Uncle Paul died last week. His obituary summarized his life succinctly--after he finished his time in the Army, he came home and farmed. Farming wasn't just what he did for a living; it defined who he was. Farming to Uncle Paul was more than raising crops--it was raising crops well, raising livestock back in a day when tending livestock required a personal relationship with a scoop shovel, and most importantly, raising a family. Farming and family were one and the same to Uncle Paul. All the values that made his farm successful--hard work, love, discipline--also produced a successful family.

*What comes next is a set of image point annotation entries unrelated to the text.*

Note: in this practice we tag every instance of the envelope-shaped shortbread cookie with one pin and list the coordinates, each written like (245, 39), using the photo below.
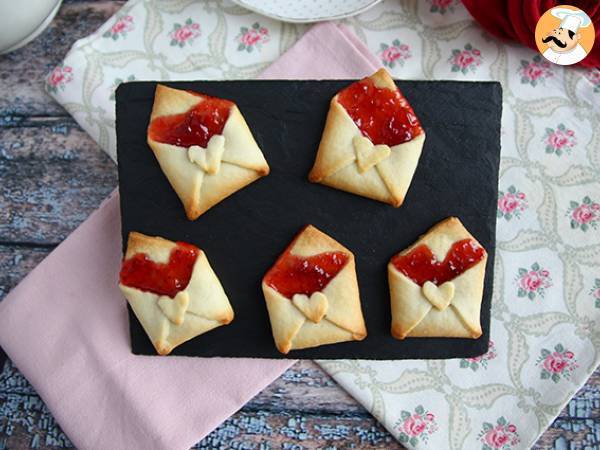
(436, 285)
(172, 290)
(372, 141)
(312, 294)
(203, 146)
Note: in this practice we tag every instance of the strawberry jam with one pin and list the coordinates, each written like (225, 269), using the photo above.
(382, 115)
(195, 126)
(304, 275)
(420, 265)
(140, 272)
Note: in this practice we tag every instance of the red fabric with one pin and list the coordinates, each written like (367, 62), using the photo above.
(516, 20)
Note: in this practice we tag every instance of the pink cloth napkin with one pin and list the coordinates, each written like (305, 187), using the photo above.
(65, 325)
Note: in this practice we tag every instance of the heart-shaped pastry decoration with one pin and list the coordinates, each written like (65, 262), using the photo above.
(313, 307)
(439, 296)
(367, 154)
(174, 308)
(209, 158)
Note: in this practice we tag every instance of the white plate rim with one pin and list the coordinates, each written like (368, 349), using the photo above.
(308, 20)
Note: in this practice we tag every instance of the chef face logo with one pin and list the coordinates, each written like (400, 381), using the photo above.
(564, 35)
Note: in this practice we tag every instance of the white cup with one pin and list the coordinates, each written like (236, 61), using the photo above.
(21, 21)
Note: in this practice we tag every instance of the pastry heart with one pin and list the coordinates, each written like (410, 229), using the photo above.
(439, 296)
(174, 308)
(313, 307)
(367, 154)
(209, 158)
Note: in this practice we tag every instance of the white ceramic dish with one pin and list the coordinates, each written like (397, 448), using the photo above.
(306, 11)
(21, 22)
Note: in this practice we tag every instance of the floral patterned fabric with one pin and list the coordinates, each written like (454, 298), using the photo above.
(546, 302)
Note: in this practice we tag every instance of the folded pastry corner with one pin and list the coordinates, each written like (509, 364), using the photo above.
(311, 293)
(204, 147)
(372, 141)
(172, 290)
(436, 284)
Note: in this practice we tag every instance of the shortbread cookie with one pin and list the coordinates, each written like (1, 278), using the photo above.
(372, 141)
(312, 294)
(172, 290)
(203, 146)
(436, 285)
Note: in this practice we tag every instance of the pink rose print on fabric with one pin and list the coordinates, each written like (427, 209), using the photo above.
(251, 38)
(121, 27)
(465, 60)
(533, 282)
(481, 361)
(443, 6)
(584, 215)
(511, 203)
(415, 426)
(393, 54)
(556, 364)
(595, 292)
(184, 34)
(536, 71)
(501, 436)
(58, 78)
(593, 75)
(559, 140)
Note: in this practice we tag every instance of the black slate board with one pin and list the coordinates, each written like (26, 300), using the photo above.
(243, 235)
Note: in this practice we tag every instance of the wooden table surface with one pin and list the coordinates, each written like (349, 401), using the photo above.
(52, 176)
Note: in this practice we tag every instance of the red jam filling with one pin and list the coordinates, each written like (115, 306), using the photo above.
(299, 275)
(195, 126)
(420, 264)
(382, 115)
(140, 272)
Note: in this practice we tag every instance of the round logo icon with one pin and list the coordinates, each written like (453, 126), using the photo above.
(564, 35)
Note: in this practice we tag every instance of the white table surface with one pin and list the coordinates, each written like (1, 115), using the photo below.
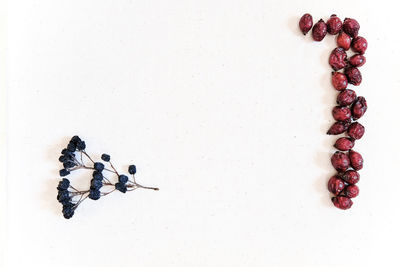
(222, 104)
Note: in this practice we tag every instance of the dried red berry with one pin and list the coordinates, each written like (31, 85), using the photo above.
(356, 160)
(339, 80)
(353, 75)
(359, 107)
(319, 30)
(351, 191)
(359, 45)
(338, 58)
(344, 143)
(342, 202)
(334, 25)
(335, 185)
(343, 41)
(351, 27)
(357, 60)
(346, 97)
(305, 23)
(340, 161)
(351, 177)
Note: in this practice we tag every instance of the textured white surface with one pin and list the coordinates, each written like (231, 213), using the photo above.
(222, 104)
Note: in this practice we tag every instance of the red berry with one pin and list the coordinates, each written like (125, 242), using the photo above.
(334, 25)
(359, 45)
(356, 160)
(343, 41)
(344, 144)
(338, 58)
(339, 81)
(305, 23)
(342, 202)
(319, 30)
(351, 27)
(340, 161)
(346, 97)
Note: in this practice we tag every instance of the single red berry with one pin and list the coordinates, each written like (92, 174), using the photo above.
(346, 97)
(357, 60)
(356, 160)
(334, 25)
(343, 40)
(335, 185)
(340, 161)
(359, 107)
(351, 191)
(351, 177)
(351, 27)
(339, 81)
(353, 75)
(338, 58)
(344, 143)
(359, 45)
(305, 23)
(319, 30)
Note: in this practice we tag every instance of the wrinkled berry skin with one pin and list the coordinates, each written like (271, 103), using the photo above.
(342, 202)
(356, 130)
(344, 144)
(359, 45)
(359, 107)
(341, 113)
(319, 30)
(356, 160)
(346, 97)
(339, 81)
(351, 27)
(353, 75)
(344, 41)
(334, 25)
(340, 161)
(338, 127)
(351, 191)
(351, 177)
(357, 60)
(305, 23)
(338, 58)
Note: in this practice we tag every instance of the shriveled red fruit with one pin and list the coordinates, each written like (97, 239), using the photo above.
(351, 191)
(343, 40)
(359, 45)
(351, 27)
(344, 144)
(359, 107)
(338, 127)
(339, 81)
(341, 113)
(346, 97)
(335, 185)
(305, 23)
(356, 130)
(319, 30)
(340, 161)
(356, 160)
(351, 176)
(357, 60)
(338, 58)
(353, 75)
(342, 202)
(334, 25)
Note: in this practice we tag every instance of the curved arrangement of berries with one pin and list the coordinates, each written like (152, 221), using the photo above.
(72, 160)
(350, 108)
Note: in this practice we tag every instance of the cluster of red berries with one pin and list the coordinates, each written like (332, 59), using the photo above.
(350, 108)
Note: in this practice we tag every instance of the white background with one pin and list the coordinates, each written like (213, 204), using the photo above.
(224, 105)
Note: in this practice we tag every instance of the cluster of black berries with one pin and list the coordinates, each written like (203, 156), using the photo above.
(70, 197)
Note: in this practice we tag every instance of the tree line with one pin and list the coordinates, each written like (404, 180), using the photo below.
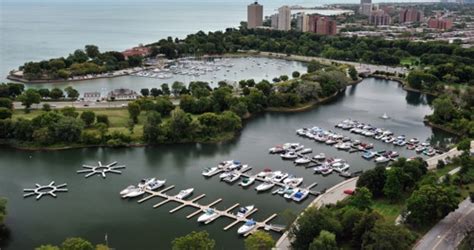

His funeral was a farmer's funeral. The funeral home was packed with farm folk with sunburned faces and pale foreheads, standing in line for an hour or more to pay respects, taking softly while they waited about crop prices and how much rain they got the day before. The kind of stuff that Uncle Paul liked to talk about.
It's too bad Uncle Paul missed it. He would have enjoyed visiting with all the folks who showed up at the visitation and funeral, and he would have been unspeakably proud of the six solemn, burly grandsons who carried his coffin.
But, knowing Uncle Paul, he would also have grumbled good-naturedly about the way they did it. There were two ways to farm and raise a family--the wrong way, and Uncle Paul's way. Stubborn, proud, honest, caring, hard-working, with a wry sense of humor and a loving family that misses him immensely.
Not a bad legacy for an Iowa farmer. Rest In Peace, Paul Mickelson.